Putain, Edouard, tu ne l'as pas vu venir, le coup de Jarnac ? Tu viens de te faire récupérer : tu vas leur servir de locomotive, à ces socialistes qui ont enterré ton Florange, après que Sarkozy ait bien préparé le terrain. Tu n'es pas dupe, mais tu n'es pas de taille sur ce terrain là. Ils ne t'ont pas dit qu'un poste de député européen, à part constituer un poste de vigie, n'est en rien utile aux travailleurs dont tu faisais partie. Tu découvriras que le vrai pouvoir est entre les mains de la commission, pas entre celles de ceux qui, élus par les peuples, sont supposés représenter leurs intérêts. Ton nouveau Mittal se nommera Barroso. Et tu ne l'aimeras pas davantage, car lui aussi sert les intérêts de la finance et en plus il lèche les bottes du roi de l'acier ! Tu découvriras qu'à Bruxelles ou Strasbourg, tu seras encore plus impuissant qu'à Florange sous ton casque orange. Et cela te crèvera le cœur.
J'ai mal pour toi Edouard. Tu viens d'un pays et d'une génération où le mot "honneur" a un sens. Je sais que tu es sincère, je n'ai aucun doute sur ta loyauté. J'en ai bien davantage sur ta centrale qui signe les yeux fermés tout ce que lui présente le MEDEF et sur un pouvoir socialiste vautré dans ses contradictions et une allégeance pleine et entière à l'ennemi du Bourget. L'une comme l'autre te cracheront dessus quand tu ne leur seras plus utile.

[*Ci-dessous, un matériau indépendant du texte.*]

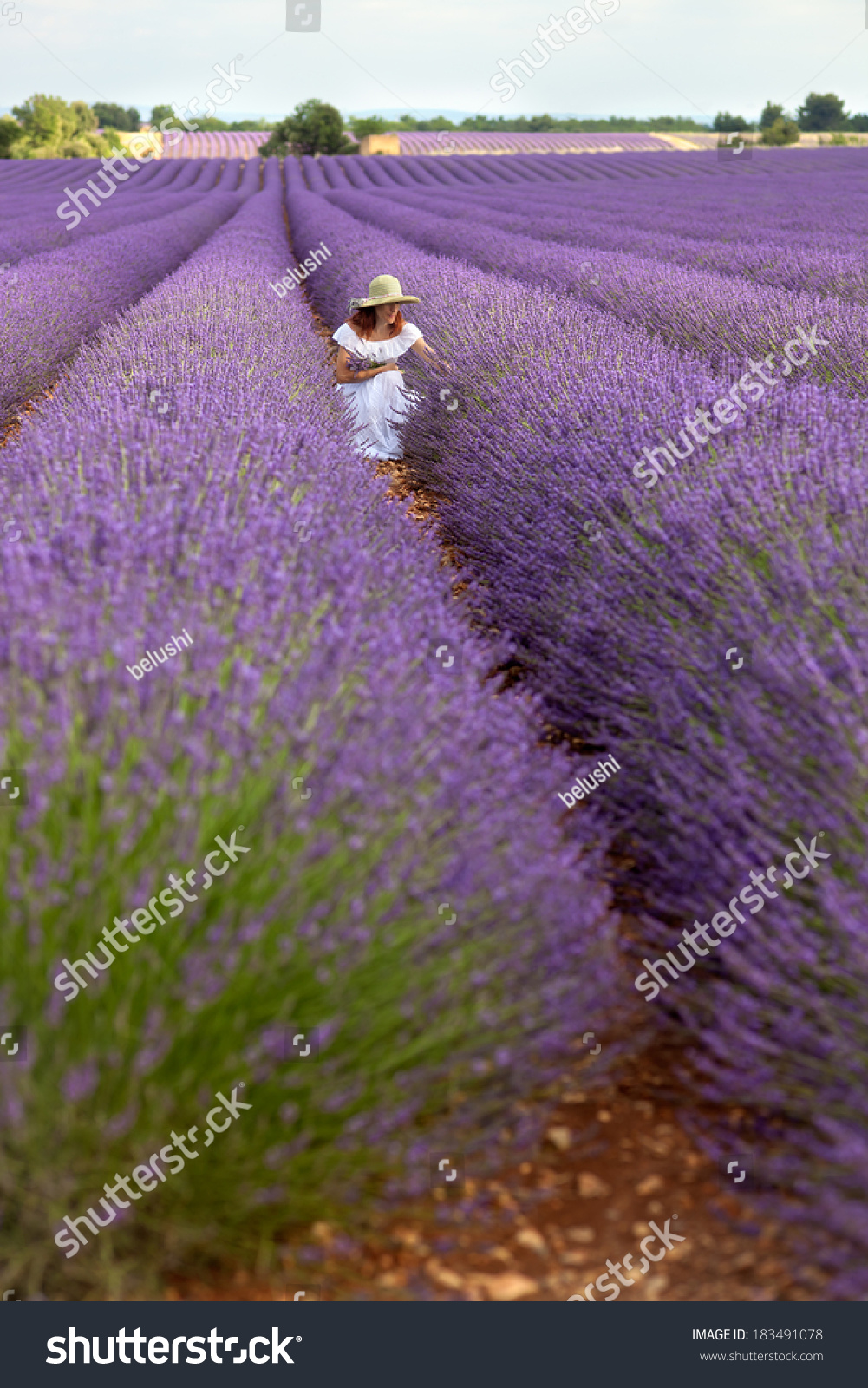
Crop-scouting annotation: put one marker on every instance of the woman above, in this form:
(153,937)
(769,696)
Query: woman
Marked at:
(368,372)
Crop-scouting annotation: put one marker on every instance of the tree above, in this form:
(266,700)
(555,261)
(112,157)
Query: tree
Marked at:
(312,128)
(368,125)
(10,131)
(821,113)
(724,121)
(781,132)
(51,128)
(161,113)
(771,113)
(108,113)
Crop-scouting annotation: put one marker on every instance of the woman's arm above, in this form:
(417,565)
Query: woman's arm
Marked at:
(421,347)
(345,375)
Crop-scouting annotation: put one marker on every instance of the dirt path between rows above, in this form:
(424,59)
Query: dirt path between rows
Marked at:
(616,1159)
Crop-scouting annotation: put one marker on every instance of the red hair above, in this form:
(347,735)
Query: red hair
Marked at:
(365,319)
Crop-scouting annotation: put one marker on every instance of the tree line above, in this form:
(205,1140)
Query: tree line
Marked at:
(46,127)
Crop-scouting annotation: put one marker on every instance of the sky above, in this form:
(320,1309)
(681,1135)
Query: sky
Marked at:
(643,57)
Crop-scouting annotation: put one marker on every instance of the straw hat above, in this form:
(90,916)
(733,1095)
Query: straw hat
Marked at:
(386,289)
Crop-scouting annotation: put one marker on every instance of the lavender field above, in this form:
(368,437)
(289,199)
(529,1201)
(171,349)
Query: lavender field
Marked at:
(645,451)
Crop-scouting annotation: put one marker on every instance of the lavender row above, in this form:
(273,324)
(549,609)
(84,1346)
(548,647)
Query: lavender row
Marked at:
(817,205)
(407,901)
(58,298)
(694,311)
(789,265)
(623,603)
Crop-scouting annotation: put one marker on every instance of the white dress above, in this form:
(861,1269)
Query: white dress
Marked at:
(377,406)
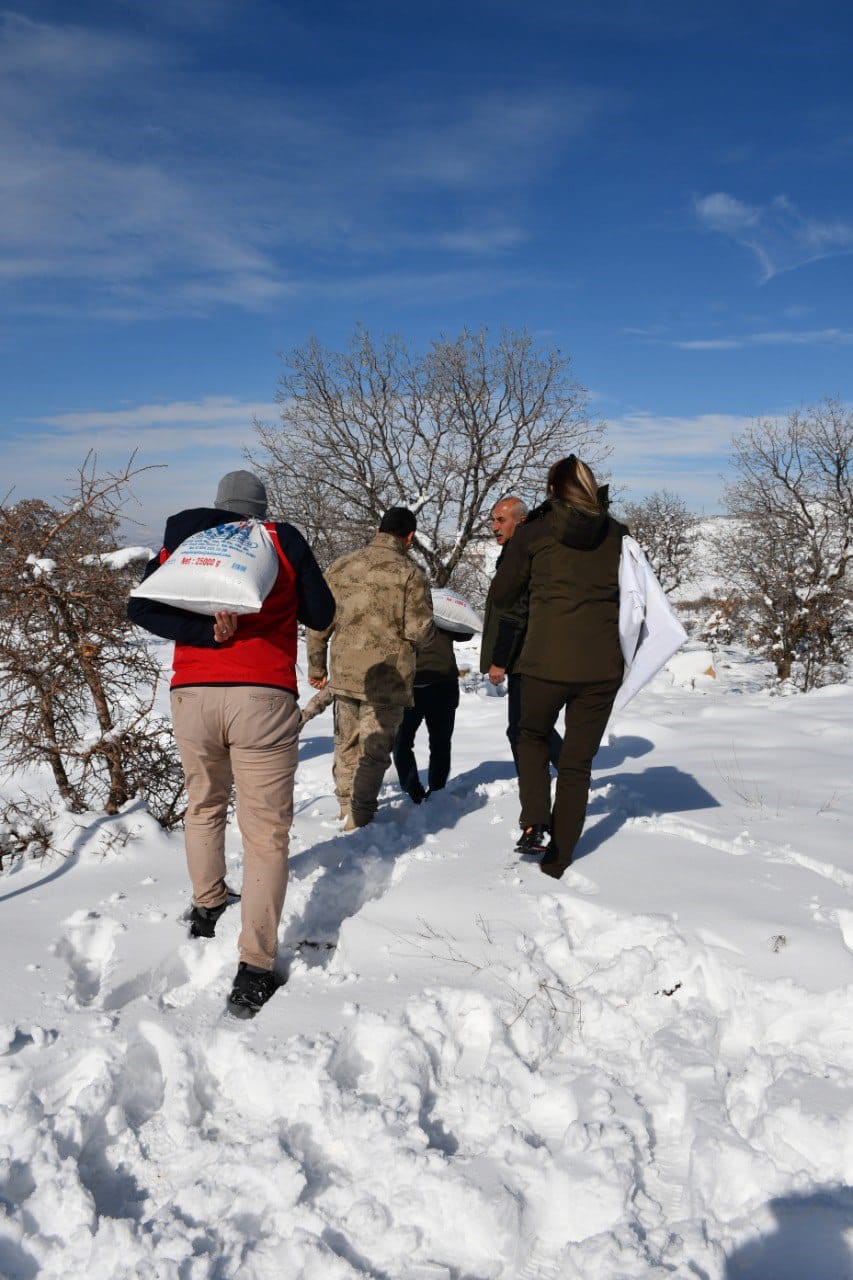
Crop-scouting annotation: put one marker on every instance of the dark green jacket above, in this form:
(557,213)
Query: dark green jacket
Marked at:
(436,661)
(502,629)
(568,562)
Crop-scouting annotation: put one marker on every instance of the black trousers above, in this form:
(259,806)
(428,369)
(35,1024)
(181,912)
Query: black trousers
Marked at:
(514,723)
(588,707)
(437,705)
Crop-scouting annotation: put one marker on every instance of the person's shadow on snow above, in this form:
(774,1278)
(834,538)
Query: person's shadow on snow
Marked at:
(811,1240)
(649,794)
(359,867)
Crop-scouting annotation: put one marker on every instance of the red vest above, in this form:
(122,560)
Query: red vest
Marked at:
(264,649)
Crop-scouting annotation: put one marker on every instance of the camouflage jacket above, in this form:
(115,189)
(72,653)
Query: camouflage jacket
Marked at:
(384,613)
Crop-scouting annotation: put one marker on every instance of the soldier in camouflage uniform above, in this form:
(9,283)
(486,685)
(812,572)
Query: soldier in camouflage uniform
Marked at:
(384,613)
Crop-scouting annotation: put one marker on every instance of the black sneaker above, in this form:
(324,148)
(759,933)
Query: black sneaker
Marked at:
(534,840)
(251,990)
(203,919)
(553,865)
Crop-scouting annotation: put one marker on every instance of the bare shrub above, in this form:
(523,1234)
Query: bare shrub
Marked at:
(788,549)
(77,685)
(445,433)
(667,533)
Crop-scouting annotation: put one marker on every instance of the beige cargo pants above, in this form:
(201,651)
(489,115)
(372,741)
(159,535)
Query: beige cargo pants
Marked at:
(246,735)
(364,736)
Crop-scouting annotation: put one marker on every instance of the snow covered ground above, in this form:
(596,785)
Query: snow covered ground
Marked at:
(474,1073)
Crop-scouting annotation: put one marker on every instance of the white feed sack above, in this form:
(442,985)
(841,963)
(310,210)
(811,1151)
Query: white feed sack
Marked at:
(228,567)
(454,613)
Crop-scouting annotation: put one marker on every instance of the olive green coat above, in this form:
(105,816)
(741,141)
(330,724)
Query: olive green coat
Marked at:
(568,562)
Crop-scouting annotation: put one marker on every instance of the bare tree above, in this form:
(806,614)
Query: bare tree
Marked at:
(76,685)
(788,551)
(445,433)
(666,531)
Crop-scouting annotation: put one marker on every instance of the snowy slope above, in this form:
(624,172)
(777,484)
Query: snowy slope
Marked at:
(473,1072)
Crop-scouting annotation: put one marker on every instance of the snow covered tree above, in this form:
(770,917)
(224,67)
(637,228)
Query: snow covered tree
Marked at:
(788,549)
(76,685)
(445,433)
(666,531)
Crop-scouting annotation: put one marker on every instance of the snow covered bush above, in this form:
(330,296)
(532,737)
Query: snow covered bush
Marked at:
(77,685)
(788,549)
(667,533)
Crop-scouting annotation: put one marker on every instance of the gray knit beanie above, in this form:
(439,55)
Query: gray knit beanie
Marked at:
(243,493)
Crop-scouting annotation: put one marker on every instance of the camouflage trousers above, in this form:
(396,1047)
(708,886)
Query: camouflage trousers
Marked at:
(364,736)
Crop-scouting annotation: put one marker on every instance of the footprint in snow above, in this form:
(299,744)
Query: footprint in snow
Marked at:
(87,947)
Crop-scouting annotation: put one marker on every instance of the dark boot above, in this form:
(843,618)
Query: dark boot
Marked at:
(203,919)
(252,988)
(534,840)
(552,864)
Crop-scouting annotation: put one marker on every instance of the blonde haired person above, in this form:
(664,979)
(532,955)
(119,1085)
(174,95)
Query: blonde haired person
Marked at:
(566,556)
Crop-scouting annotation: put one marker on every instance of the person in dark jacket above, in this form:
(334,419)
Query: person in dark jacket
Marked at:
(436,695)
(236,718)
(503,632)
(566,557)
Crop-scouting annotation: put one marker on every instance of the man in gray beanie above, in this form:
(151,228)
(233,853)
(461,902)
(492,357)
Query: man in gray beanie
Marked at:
(236,721)
(243,493)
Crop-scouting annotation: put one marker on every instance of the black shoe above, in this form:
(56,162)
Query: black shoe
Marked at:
(252,988)
(534,840)
(203,919)
(553,865)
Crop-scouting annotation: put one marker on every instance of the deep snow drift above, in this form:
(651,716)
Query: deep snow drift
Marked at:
(473,1072)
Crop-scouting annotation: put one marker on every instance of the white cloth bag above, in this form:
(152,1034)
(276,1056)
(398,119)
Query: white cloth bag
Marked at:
(454,613)
(228,567)
(649,631)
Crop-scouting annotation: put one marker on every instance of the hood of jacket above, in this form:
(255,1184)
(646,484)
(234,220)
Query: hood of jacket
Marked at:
(571,526)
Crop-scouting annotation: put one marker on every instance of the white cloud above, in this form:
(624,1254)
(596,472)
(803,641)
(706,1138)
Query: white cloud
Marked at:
(726,214)
(211,412)
(151,184)
(774,338)
(685,455)
(779,236)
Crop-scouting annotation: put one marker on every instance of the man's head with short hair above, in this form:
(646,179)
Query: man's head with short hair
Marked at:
(507,515)
(243,493)
(398,521)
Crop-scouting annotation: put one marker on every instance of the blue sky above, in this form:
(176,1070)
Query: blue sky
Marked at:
(190,187)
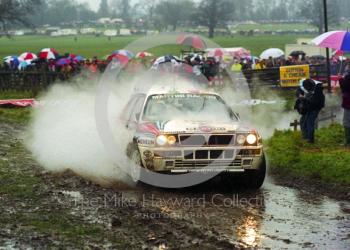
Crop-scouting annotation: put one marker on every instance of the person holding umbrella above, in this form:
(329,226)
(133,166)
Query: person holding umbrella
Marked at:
(345,88)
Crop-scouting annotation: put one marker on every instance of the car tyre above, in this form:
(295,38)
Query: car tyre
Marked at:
(254,179)
(135,169)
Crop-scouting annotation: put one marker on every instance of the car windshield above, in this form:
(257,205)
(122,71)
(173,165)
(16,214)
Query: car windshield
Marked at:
(194,107)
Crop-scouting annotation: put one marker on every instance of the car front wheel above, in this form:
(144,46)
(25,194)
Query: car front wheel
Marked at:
(254,179)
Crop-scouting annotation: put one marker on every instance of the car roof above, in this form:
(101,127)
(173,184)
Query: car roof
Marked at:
(161,90)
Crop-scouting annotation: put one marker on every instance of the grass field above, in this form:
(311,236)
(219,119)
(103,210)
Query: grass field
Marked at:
(326,160)
(89,46)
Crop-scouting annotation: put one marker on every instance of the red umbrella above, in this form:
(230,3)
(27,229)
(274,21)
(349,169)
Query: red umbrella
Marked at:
(48,53)
(27,56)
(119,57)
(194,41)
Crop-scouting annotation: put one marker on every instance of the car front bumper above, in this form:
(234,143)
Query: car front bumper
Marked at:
(201,159)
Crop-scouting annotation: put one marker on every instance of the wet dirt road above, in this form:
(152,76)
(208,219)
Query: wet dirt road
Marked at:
(274,217)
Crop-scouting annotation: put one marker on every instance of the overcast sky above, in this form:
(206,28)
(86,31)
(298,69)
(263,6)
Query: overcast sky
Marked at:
(93,3)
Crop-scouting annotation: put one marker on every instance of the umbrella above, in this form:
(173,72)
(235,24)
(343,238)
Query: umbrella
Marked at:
(318,57)
(143,54)
(166,59)
(27,56)
(124,52)
(50,50)
(216,52)
(63,61)
(339,40)
(23,64)
(273,52)
(338,53)
(76,58)
(119,57)
(12,60)
(194,41)
(48,53)
(297,53)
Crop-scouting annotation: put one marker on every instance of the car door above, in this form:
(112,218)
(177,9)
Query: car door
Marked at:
(135,111)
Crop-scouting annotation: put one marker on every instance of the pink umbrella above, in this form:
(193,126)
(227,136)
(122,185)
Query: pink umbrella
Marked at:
(27,56)
(48,53)
(194,41)
(119,57)
(339,40)
(218,52)
(63,61)
(143,54)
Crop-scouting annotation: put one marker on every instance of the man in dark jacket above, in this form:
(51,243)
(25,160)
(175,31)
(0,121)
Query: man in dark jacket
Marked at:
(345,88)
(310,101)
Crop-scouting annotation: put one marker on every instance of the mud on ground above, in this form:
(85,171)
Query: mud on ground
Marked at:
(46,210)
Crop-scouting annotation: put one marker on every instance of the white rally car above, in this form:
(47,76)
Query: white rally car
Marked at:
(181,131)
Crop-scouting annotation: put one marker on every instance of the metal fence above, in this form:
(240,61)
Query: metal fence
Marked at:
(26,80)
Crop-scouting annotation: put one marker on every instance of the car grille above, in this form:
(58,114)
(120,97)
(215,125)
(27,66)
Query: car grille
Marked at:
(203,140)
(205,163)
(208,154)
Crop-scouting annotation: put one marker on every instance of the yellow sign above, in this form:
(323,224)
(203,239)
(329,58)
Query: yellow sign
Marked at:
(290,76)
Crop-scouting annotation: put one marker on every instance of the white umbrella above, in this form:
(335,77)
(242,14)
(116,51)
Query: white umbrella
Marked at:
(273,52)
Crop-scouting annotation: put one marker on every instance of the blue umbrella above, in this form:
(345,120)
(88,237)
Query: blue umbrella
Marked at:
(23,64)
(12,60)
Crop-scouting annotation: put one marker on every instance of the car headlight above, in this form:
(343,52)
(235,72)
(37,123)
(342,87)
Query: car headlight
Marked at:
(251,139)
(171,140)
(161,140)
(241,139)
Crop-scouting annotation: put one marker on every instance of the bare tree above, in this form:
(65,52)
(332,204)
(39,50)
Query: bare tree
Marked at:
(212,13)
(16,12)
(173,12)
(313,10)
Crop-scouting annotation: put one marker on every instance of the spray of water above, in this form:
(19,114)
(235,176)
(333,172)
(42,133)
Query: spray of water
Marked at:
(63,133)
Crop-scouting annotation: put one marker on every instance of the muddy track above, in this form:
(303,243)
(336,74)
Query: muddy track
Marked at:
(45,210)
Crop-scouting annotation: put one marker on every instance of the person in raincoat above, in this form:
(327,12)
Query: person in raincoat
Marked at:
(345,88)
(310,101)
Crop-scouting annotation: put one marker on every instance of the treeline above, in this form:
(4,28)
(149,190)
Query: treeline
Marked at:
(171,14)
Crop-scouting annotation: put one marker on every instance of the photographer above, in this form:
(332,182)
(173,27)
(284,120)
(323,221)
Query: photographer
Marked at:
(310,101)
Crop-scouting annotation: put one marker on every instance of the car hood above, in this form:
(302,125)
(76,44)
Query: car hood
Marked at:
(186,126)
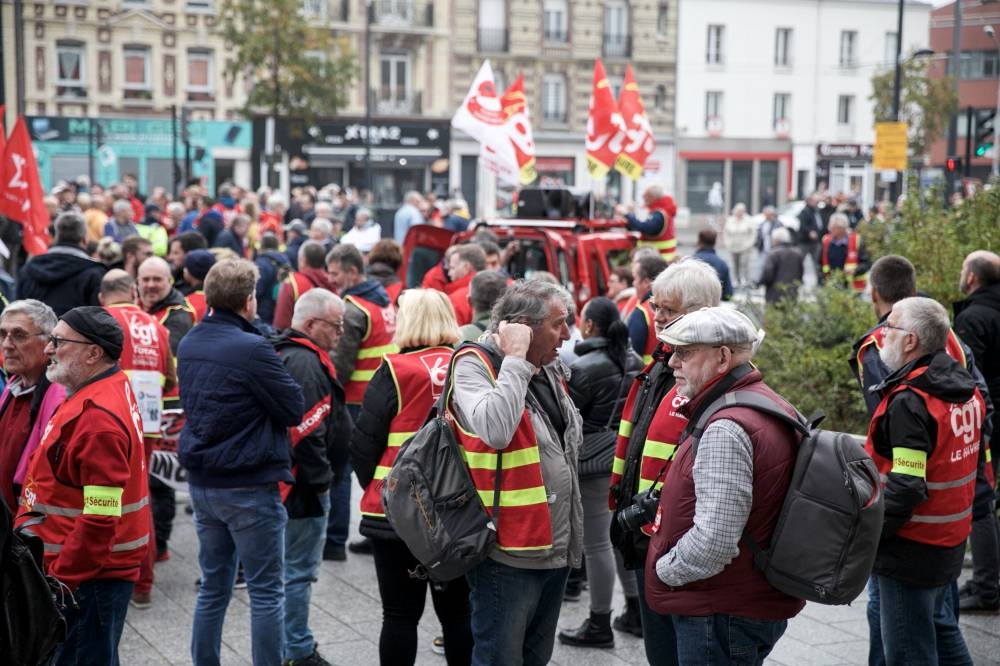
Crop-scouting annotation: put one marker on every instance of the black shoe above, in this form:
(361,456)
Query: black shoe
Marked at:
(594,632)
(630,621)
(363,547)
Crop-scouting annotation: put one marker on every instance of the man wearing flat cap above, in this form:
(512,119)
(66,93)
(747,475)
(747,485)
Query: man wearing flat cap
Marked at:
(89,479)
(697,569)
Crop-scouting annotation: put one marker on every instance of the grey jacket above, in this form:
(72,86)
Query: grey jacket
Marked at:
(493,411)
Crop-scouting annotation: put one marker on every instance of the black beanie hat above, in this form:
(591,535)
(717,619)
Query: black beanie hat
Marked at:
(98,326)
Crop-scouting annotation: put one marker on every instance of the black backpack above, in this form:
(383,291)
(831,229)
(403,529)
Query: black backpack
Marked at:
(433,505)
(828,530)
(32,624)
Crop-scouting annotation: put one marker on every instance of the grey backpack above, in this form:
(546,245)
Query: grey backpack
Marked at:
(432,504)
(828,530)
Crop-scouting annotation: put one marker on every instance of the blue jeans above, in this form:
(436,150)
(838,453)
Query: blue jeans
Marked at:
(303,554)
(514,613)
(725,639)
(94,628)
(657,630)
(247,524)
(919,624)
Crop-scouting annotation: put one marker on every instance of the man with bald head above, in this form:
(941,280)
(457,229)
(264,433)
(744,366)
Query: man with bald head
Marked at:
(977,323)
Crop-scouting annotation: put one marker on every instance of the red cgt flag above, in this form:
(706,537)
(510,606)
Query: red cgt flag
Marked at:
(21,197)
(639,142)
(605,126)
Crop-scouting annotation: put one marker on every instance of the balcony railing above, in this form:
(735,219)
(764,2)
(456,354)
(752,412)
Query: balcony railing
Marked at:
(402,13)
(493,40)
(617,46)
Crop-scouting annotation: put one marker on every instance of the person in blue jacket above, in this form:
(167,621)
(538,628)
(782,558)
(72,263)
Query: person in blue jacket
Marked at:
(240,402)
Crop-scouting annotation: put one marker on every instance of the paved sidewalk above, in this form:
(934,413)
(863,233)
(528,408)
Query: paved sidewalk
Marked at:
(346,618)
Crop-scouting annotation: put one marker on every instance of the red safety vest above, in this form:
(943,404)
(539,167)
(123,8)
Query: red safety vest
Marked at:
(314,415)
(524,522)
(63,504)
(945,517)
(419,377)
(858,282)
(380,327)
(666,242)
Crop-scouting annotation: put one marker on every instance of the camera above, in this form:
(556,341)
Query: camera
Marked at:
(641,511)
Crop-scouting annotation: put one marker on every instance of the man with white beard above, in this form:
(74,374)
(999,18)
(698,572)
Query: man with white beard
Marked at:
(925,439)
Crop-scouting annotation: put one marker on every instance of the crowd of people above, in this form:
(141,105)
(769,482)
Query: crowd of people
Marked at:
(285,336)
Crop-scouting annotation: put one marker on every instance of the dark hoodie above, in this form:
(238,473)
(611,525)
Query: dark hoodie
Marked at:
(63,278)
(907,421)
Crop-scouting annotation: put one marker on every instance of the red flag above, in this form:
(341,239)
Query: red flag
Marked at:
(21,197)
(605,126)
(639,142)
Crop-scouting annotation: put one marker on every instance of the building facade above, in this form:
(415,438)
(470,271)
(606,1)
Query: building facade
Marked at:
(554,43)
(773,96)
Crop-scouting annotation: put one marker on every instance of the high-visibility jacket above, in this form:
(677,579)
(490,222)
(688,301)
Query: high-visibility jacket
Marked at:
(524,522)
(47,492)
(945,517)
(666,242)
(419,377)
(662,439)
(380,327)
(196,299)
(858,282)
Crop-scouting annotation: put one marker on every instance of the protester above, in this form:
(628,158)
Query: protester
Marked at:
(599,381)
(239,401)
(510,396)
(88,478)
(29,399)
(319,452)
(929,471)
(697,568)
(400,395)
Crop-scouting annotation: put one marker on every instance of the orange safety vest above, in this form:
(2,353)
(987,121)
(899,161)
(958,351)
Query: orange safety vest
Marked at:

Tu as fait une erreur Edouard, l'erreur de faire confiance. On la fait tous, cette erreur. Que celui qui n'a jamais été trompé se lève, et tous les autres, vos gueules ! Edouard, il y aura toujours une tasse de café pour toi dans ma bicoque de l'Allier. Pas seulement pour toi. Mais aussi pour toi.